Camshaft phase shifting mechanisms that vary the rotational angle position of a camshaft relative to a crankshaft of an internal combustion engine using pressurized hydraulic fluid to control a rotary actuator, typically using engine oil supplied by the oil pump, are known. However, such hydraulically actuated phasers can have a high oil demand, and the performance can vary depending upon the temperature of the engine oil. Further, such systems require oil flow control valves and complex passages for leading the pressurized hydraulic fluid from the engine oil supply to the rotating, hydraulically actuated camshaft phasing assembly.
In order to address the shortcomings of such pressurized hydraulic fluid actuated camshaft phasing assemblies, it has also been proposed to use a closed hydraulic circuit in an engine camshaft phaser in which the hydraulic circuit employs a magneto-rheological fluid as a hydraulic pressure medium. This is disclosed in PCT/GB02/05464. In this disclosure, a camshaft phaser is provided having a rotor attached to the camshaft and a stator connected to the crankshaft via a timing chain and gear. Hydraulic working chambers are located on opposing sides of two vanes which extend from the rotor into working chambers defined in the stator. The magneto-rheological fluid flows freely between the chambers via passages which connect opposing chambers. The flow of the magneto-rheological fluid through the passage is controlled by the selective application of a magnetic field.
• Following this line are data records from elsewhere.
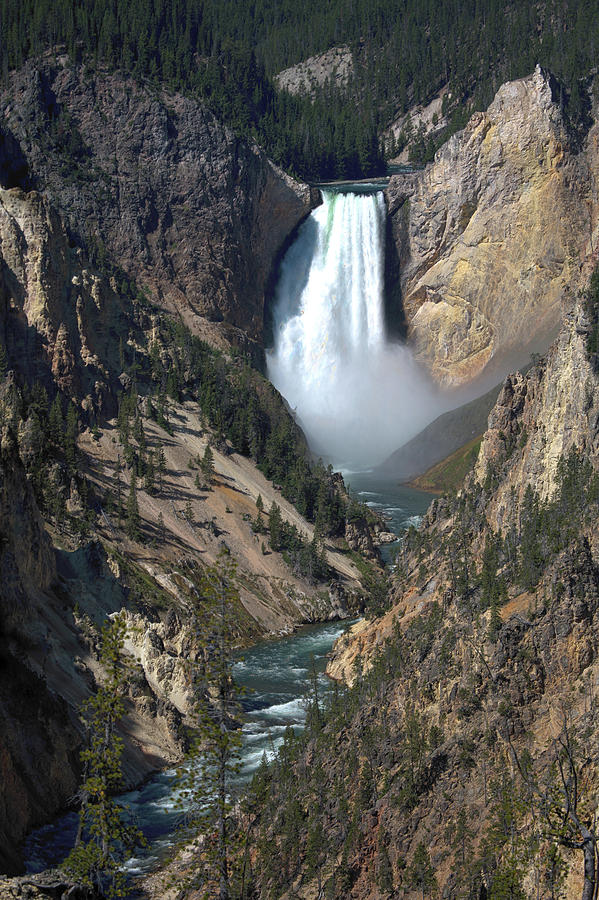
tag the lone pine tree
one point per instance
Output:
(206, 779)
(104, 838)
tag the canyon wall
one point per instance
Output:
(495, 234)
(155, 183)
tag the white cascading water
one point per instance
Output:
(357, 396)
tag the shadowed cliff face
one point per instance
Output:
(493, 234)
(156, 183)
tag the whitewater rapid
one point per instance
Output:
(357, 395)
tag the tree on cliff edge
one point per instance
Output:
(104, 839)
(206, 778)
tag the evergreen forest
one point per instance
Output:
(403, 51)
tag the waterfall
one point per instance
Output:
(357, 395)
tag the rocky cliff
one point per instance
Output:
(494, 233)
(449, 765)
(157, 185)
Magneto-rheological fluids are materials that respond to an applied magnetic field with a change in their properties. In this case, the application of a magnetic field causes the magneto-rheological fluid to increase greatly in viscosity to a virtual solid state. Magneto-rheological fluids have a very fast response time and their flow properties change within milliseconds of application or removal of the magnetic field. One example is MRF-122EG from Lord Corp.
In the case of a camshaft phaser, as the rotor, which is typically connected with the camshaft, fluctuates in position relative to the stator within a defined rotational angle based on the travel available to the vanes in the working chambers, when a desired position is achieved, the electromagnet is actuated and the position of the rotor is hydraulically locked relative to the stator due to the passage between the chambers being blocked by the change of state of the magneto-rheological fluid in response to the magnetic force being applied.
DE 102 33 044 A1 also discloses a magneto-rheological fluid actuated camshaft adjuster in which passages between the working chambers are provided via openings defined through the vanes of the rotor. However, in these known prior art devices, it is necessary to provide current to the electromagnet as it rotates with the camshaft adjuster. Further, these prior art solutions change from a low viscosity fluid state when no electromagnetic force is applied to a nearly solid state when the electromagnetic force is applied, making controlled shifting of the phase position of the camshaft relative to the crankshaft more complicated.